Adkins learnt a salutary lesson last Christmas too when, having just parted company with Reading, he spent the festive period at home in Birkenhead. It was, the former Southampton and Scunthorpe chief admitted, a pleasant experience but not one is particularly keen to repeat.
“I’ve been in football since the age of 16 and last year was the first day when I didn’t have to think on Christmas Day about playing or preparing for a game the day after. We went and had a nice drink with my dad and my mum. Did I enjoy it? Yes. Would I want to do it again anytime soon? No. Football is my job. It was strange.

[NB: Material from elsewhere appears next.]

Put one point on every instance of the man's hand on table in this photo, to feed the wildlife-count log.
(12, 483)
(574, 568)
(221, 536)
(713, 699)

“We went around to The Swan, which was the local on our estate growing-up, put some hats on, had a drink and then went back to mum’s for a lovely dinner. It’s amazing, when you go back, how many people still pop in. That’s what you do on Christmas Day isn’t it. Put the Christmas jumper on, have a quick beer and then go back home for some food.”
This year Adkins has been obsessing over tactics and team selection rather than choosing novelty threads. United’s game against fifth-placed Wigan, with only four points separating them in the table, could exert huge influence over the race for promotion from League One. United, in ninth, have won their last three outings by the same 1-0 scoreline while their opponents beat Barnsley 2-0 seven days ago.
Adkins, having established a reputation for building expansive, attack-minded teams, has instructed his players to adopt a much more combative approach in recent weeks. Partly in response to the defensive frailties which had seen them spiral out of the top six and partly because, after being exposed to Wigan’s rugby league heritage, he boasts huge respect for confrontational professionals who refuse to take a backwards step.
“I remember signing for Wigan and, because Springfield Park was on the back of a housing estate, I got lost. So I asked this bloke for directions and he sent me to Central Park. I didn’t know anything about rugby league at the time but they were world champions I think back then and were getting crowds of 30,000. I rolled up at the ground, the wrong ground as it was, and just thought ‘wow.’ There was an aura about the place.”
And a soon-to-be Great Britain international too.
“Our apprentices and the rugby apprentices used to get schooled at Springfield Park. All our lads looked pretty weedy compared to them. Andy Farrell walked in one day, he was 16 and there was already this stature, this standing about him. He went on to become a legend and I wasn’t surprised. You just knew straight away.”